Murli Thirumale, CEO and Co-Founder, Portworx
In 2020 the world of backup and DR will evolve to better support containerized environments. More and more businesses are using containers in production – IDC has said that 76 percent of enterprises are making broad use of containers for mission-critical apps. This creates challenges for traditional backup solutions, which weren’t designed for the fast-moving, dynamic world of containers. In 2020, backup architectures will evolve to better accommodate these environments. Among other things, this means systems will back up data in a more granular fashion — at the container level, rather than just at the VM level, and backups will need to capture an application’s configuration details as well as its data.
Haoyuan Li, Founder and CTO, Alluxio
Hadoop storage (HDFS) is dead. Hadoop compute (Spark) lives strong.
There is a lot of talk about Hadoop being dead…but the Hadoop ecosystem also had many rising stars.
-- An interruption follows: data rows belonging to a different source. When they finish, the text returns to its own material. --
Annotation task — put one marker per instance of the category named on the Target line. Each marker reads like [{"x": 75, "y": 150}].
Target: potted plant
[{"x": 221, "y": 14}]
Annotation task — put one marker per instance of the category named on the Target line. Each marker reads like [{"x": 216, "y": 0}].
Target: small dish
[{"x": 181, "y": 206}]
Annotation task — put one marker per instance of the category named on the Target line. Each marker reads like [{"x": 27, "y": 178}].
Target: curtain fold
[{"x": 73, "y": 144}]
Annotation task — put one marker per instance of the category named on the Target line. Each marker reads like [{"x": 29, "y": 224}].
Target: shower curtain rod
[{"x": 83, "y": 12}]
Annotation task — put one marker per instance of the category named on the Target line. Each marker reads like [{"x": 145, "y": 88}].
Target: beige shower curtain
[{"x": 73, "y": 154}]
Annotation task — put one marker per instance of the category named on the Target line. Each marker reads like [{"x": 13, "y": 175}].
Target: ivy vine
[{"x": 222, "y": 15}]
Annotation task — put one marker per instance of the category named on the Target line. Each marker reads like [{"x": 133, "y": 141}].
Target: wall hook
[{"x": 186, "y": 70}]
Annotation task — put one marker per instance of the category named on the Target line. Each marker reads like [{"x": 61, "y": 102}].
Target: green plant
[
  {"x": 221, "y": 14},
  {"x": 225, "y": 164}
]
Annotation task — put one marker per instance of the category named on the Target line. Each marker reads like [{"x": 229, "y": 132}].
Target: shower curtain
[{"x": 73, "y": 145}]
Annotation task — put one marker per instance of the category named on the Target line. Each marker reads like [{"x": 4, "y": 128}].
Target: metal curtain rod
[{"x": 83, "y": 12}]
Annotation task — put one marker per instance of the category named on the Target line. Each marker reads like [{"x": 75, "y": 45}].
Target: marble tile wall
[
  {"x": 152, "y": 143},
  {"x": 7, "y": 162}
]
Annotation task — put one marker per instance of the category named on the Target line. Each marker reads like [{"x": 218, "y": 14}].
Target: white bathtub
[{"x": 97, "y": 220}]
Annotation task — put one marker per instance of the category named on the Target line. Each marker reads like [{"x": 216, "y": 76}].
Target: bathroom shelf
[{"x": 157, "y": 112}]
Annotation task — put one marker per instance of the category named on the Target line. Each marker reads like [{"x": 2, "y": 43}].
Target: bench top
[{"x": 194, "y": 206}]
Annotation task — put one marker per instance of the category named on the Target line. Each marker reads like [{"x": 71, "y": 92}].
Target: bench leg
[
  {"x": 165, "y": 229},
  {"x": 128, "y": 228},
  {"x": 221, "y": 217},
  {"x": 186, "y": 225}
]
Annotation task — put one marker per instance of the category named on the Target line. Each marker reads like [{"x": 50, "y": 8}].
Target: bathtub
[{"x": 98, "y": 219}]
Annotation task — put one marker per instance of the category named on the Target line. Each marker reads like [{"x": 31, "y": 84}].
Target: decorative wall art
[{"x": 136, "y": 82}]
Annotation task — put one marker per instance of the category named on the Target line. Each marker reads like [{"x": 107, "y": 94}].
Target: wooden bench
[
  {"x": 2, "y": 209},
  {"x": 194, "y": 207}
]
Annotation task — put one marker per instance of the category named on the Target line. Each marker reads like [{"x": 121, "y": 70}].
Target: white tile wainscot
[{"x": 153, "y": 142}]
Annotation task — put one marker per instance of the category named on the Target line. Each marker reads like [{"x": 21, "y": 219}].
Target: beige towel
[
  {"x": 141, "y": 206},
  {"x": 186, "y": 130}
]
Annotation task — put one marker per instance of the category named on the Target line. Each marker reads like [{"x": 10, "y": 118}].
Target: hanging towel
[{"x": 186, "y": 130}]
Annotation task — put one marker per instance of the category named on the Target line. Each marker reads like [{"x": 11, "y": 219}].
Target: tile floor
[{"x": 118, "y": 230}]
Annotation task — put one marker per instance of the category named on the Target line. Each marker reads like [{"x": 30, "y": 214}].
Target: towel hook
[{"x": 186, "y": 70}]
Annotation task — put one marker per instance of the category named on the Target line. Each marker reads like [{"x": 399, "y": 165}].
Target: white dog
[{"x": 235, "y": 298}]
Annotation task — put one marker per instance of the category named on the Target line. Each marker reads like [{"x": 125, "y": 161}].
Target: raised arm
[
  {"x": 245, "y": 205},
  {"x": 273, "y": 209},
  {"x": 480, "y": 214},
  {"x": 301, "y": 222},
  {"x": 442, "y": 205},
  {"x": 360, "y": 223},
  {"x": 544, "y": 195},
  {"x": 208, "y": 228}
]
These were the compute frameworks like Spark that extracted more value from data. Others like Presto have also been adopted into the broader compute ecosystem. So today’s Hadoop has been broken up. Hadoop storage (HDFS) is dead because of its complexity and cost and because compute fundamentally cannot scale elastically if it stays tied to HDFS. To glean immediate, real-time insights, users need immediate and elastic compute capacity that’s plenty available in the cloud. Data in HDFS will move to the most optimal and cost-efficient system be it cloud storage or on-prem object storage. HDFS will die but Hadoop compute will live on and live strong.
Paul Dix, CTO and Co-Founder, InfluxData
We will see non-relational databases really take off within enterprises in 2020 as developers reject the one-size-fits-all approach of SQL and incorporate more purpose-built databases to handle specific needs and use cases. The fastest user growth is all occurring among non-relational databases and there are now database options that clearly do best with certain categories of data such as object storage, key-value, document graph, and time-series data.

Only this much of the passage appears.